Also on day 21 of next cycle I will be getting the scratch again, it's part of the trial but will help for the FET cycle to aid implantation


----------



## star25

Although the ivf is a lot it hasnt been as bad as I thought and the only reason I'm still on injections is due to the ohss so just seems a bit worse at the moment


----------



## star25

Also forgot to answer your question noele, I think the cetrotide I was on from day 5 prevents ovulation, also im still on that one to keep the ohss at bay and as it isnt a
Natural ovulation theres no progesterone, I was meant to start progesterone suppositories day of egg collection but didnt need to as no transfer x


----------



## cntrygrl

We are doing well. He is sleeping through the night which is great. Our days seem to be very busy lately. Doctor's appointments or people to see. I ended up with mastitis in my right boob so I've been on antibiotics. Still able to pump and breastfeed though.

Star--It's great that you ended up with so many embryos. I ended up with ohss also. Definitely uncomfortable. When do the doctors plan on doing the transfer?


----------



## star25

Hi cntrygrl, glad you are doing well, my sister's on antibiotics too for that but still managing to bbreastfeed, shes not getting the sleeping through the night though and catching a couple of hrs here and there lol 

Were so pleased with the embryos, they said they were all top quality but just so happy they made it to day 5 and 1 was day 6 as we didnt have the option of a 3 day transfer they had to make it, they said theyre nearly hatching out their shells bless my little frosties 
Ive got nude appointment 16th Dec and think can start A few days after Xmas as soon as af starts or I might newe provera x


----------



## star25

Next appointment not nude! Lol


----------



## cntrygrl

Yay!!!!! You'll be having a late September or October baby depending on AF.


----------



## star25

I was thinking that, fingers crossed it works and it will be the same time as you and my sister, was hoping to have less than a year between her little one and mine if I'm lucky to get a bfp but they will only be a year apart :)


----------



## Noele0002

Hey ladies! I know it's been a little while since I've popped in to say hi. Busy between school and work! How are you all doing? I'm looking forward to hearing updates.


----------



## star25

Hi noele, still waiting here! Having scratch again next cycle then be starting fet cycle after that, nurse consult on 16th Dec 
How are things with you?


----------



## cntrygrl

Sorry I've been missing. I'll hopefully have more time when I go back to work.


----------



## star25

Are you looking forward to Christmas cntrygrl? How is parker jay, bet hes adorable!


----------



## cntrygrl

I am looking forward to Christmas, not looking forward to going back to work on the 15th though. Parker is doing well. He has his two month shots next week :(


----------



## Noele0002

Cntrygrl your little man is so adorable  I can't believe he is already a couple months old!! I hope you are still doing well!

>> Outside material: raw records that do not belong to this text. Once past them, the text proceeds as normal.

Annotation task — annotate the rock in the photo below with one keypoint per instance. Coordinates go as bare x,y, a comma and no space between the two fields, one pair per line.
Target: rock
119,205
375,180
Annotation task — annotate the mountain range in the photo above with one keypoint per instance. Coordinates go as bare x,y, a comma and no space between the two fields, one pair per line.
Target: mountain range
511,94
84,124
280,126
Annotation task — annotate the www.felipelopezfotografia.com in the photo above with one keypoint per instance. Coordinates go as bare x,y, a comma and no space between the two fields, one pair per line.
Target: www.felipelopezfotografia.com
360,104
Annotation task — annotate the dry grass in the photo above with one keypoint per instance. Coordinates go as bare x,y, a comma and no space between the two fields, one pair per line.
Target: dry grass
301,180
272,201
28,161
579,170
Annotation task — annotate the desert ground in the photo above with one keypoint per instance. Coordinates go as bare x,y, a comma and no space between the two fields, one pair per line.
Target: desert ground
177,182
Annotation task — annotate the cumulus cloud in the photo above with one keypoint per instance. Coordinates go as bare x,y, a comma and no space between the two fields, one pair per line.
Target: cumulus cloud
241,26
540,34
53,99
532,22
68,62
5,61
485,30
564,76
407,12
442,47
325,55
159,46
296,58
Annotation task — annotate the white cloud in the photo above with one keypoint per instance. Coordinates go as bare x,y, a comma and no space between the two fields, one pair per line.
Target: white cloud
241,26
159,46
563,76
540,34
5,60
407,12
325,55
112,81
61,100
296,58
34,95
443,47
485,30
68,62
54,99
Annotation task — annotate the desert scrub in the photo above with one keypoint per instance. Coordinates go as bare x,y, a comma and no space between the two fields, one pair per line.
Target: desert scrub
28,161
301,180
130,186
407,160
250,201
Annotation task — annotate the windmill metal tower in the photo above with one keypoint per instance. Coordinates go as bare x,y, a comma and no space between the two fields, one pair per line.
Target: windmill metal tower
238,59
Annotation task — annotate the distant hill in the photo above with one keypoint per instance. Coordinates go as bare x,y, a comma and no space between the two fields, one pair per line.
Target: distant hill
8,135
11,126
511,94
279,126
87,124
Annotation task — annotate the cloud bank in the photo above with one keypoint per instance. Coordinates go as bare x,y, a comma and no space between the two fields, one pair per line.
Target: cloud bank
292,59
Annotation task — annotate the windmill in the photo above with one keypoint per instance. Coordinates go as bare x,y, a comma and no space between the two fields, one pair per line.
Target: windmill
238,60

Star- How are you doing? Did you have the scratch yet? I hope this time is going by faster for you! I've still got my fingers crossed for you  I hope you are doing well! 

AFM- Only 1 week left of school until winter break thank goodness!! I can't wait to have a little bit of free time. Life has been continually busy for me so I am definitely ready for a break. 

Dannixo- I hope you are doing well too! I would love to hear an update from you especially about that little boy you were planning on adopting.


----------



## star25

Hi I'm ok thank you, I was meant to have the scratch this cycle but it was too early so having it next cycle then start fet when af comes after that 
Nurse appointment is next Tuesday to discuss meds etc for fet and I'll get provera too as will be CD42 by then and have no sign of af arriving anytime soon! Scratch will then be CD21 

Having some time off to yourself will be good, ive had a good break from ivf and ttc and now looking forward to Xmas with 14 for dinner and 4 children its going to be a busy one! 
Would have been nice to have had a transfer and possible bfp fpr Xmas but hopefully got it to look forward to in the new year now!


----------



## star25

Hi did everyone have a good Christmas and new year? Hope we see lots of bfps for 2015!


----------



## cntrygrl

Christmas was good here. When do you start the IVF process Star?


----------



## star25

Hi, hopefully if all goes to plan will be -

20th Jan - scratch
25th Jan - start provera
3rd Feb - hope to have af then can have baseline scan CD1-3 and start medication for fet 
Will take estrogen tablets for 10-12 days, then scan to check no follicles about to ovulate and that lining is thick enough and if all ok then arrange transfer in next day or so after that 
Will also have progesterone pessaries throughout and injecton on buserelin day of transfer 
I'm hoping transfer will be mid Feb so will know before end of Feb if it's a bfp or not! 

I see your ttc no2 this year, how exciting!!


----------



## Dannixo

Hi ladies, glad to hear everyone's doing good. My two foster children are doing good. It's been a struggle but will be worth it in the end. We go to a new fertility center Wednesday.


----------



## star25

Glad to hear you and children are doing well danni, good luck for Wednesday, let us know how you get on


----------



## cntrygrl

Star-- Yay so exciting. Stick little frosties! We plan on starting again when Parker turns a year old.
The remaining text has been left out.